A______ a ainsi produit des messages datant de juin et juillet 2023 et de dates indéterminées, adressés à C______, et dans lesquelles elle l'accuse de nombreux maux évoquant notamment, de manière décousue, les art. 189 et 190 [CP], soit le viol et la contrainte sexuelle. Elle a entre autres mentionné dans un message du 4 juillet 2023 avoir dit "non" et que personne ne la forcerait à avoir une relation sexuelle. Elle accusait C______ d'avoir prétendu ne pas avoir compris qu'elle disait non.
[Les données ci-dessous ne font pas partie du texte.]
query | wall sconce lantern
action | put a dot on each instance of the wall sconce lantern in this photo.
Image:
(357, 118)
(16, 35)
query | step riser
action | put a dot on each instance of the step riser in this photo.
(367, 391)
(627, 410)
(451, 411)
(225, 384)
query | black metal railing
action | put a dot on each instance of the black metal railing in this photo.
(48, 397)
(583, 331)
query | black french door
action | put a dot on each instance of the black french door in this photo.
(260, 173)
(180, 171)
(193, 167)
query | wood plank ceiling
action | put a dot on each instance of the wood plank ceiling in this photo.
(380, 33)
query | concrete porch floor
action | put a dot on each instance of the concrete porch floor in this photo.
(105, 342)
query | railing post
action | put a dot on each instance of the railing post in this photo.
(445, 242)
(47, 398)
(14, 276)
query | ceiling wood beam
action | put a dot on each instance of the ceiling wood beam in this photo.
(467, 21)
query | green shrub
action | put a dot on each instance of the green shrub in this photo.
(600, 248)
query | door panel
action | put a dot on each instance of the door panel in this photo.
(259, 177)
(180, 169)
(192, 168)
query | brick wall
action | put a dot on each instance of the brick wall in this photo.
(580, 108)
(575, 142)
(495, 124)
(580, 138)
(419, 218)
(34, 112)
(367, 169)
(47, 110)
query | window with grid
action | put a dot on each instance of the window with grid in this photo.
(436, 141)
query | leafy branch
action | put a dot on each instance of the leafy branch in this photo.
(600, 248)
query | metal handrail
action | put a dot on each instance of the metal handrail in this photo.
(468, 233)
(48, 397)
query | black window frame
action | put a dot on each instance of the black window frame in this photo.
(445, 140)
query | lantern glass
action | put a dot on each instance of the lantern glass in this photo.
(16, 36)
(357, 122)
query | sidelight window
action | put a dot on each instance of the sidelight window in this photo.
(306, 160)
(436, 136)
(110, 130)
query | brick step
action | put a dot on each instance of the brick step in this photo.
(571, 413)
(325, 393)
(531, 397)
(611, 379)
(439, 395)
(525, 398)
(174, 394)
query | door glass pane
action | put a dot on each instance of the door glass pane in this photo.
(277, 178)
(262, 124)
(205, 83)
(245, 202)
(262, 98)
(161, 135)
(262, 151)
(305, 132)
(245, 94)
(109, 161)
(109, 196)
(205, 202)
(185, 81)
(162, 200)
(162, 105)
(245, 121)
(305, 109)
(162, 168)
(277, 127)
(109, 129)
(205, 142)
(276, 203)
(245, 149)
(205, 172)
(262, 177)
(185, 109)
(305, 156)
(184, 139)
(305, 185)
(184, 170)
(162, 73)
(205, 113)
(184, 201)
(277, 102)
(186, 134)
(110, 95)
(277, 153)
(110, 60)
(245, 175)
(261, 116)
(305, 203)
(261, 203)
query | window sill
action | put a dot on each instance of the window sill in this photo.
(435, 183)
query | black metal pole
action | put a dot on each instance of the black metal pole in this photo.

Dans des messages échangés à une date indéterminée, les intéressés avaient discuté entre autres du saignement susévoqué : chacun affirmant avoir été celui qui saignait. Toujours à une date indéterminée, C______ lui avait écrit les messages suivants, en traduction libre : "arrête ça s'il te plaît", "comme je l'ai dit avant", "je serai seul et silencieux", "fait avec ça", "je ne te toucherai pas", "plus jamais", "je ne te prendrai même pas dans les bras", "je garderai mes distances", "je suis désolé", ce à quoi elle avait répondu "tu ne comprends pas", et il avait poursuivi "cela n'a rien à voir avec toi", "je comprends", "mais c'est pour être sûr", "que je ne finis pas par te blesser", "pour n'importe quoi".
Il est à relever que la plupart des échanges de messages susrésumés sont tronqués.
La plaignante a enfin produit une photo de date indéterminée sur laquelle l'on distingue le doigt d'une personne qui tient un téléphone montrant l'image de quelqu'un qui semble se tenir debout dans une baignoire : selon A______, cette personne dans la baignoire était C______ qui lui avait ainsi envoyé une photo de son pénis (qu'elle avait dissimulé par une émoticône pour préserver sa sphère intime).
C______ a produit des messages dans lesquels A______ exprime sa colère de manière ordurière, notamment à l'égard d'une tierce personne.
e. Le 7 mars 2024, le TPAE a rendu une ordonnance confiant la garde de l'enfant à C______ et réservant à A______ un droit de visite s'exerçant une fois par semaine.
Dans ses considérants, le TPAE a notamment relevé la condamnation de A______ pour violation du devoir d'assistance ou d'éducation par ordonnance pénale du 3 novembre 2022. Cela étant, elle avait exprimé son souhait de passer du temps avec sa fille et de rétablir une bonne communication avec le père. Celui-ci avait formulé des doutes au vu de la plainte pénale déposée contre lui, mais demeurait favorable à une médiation.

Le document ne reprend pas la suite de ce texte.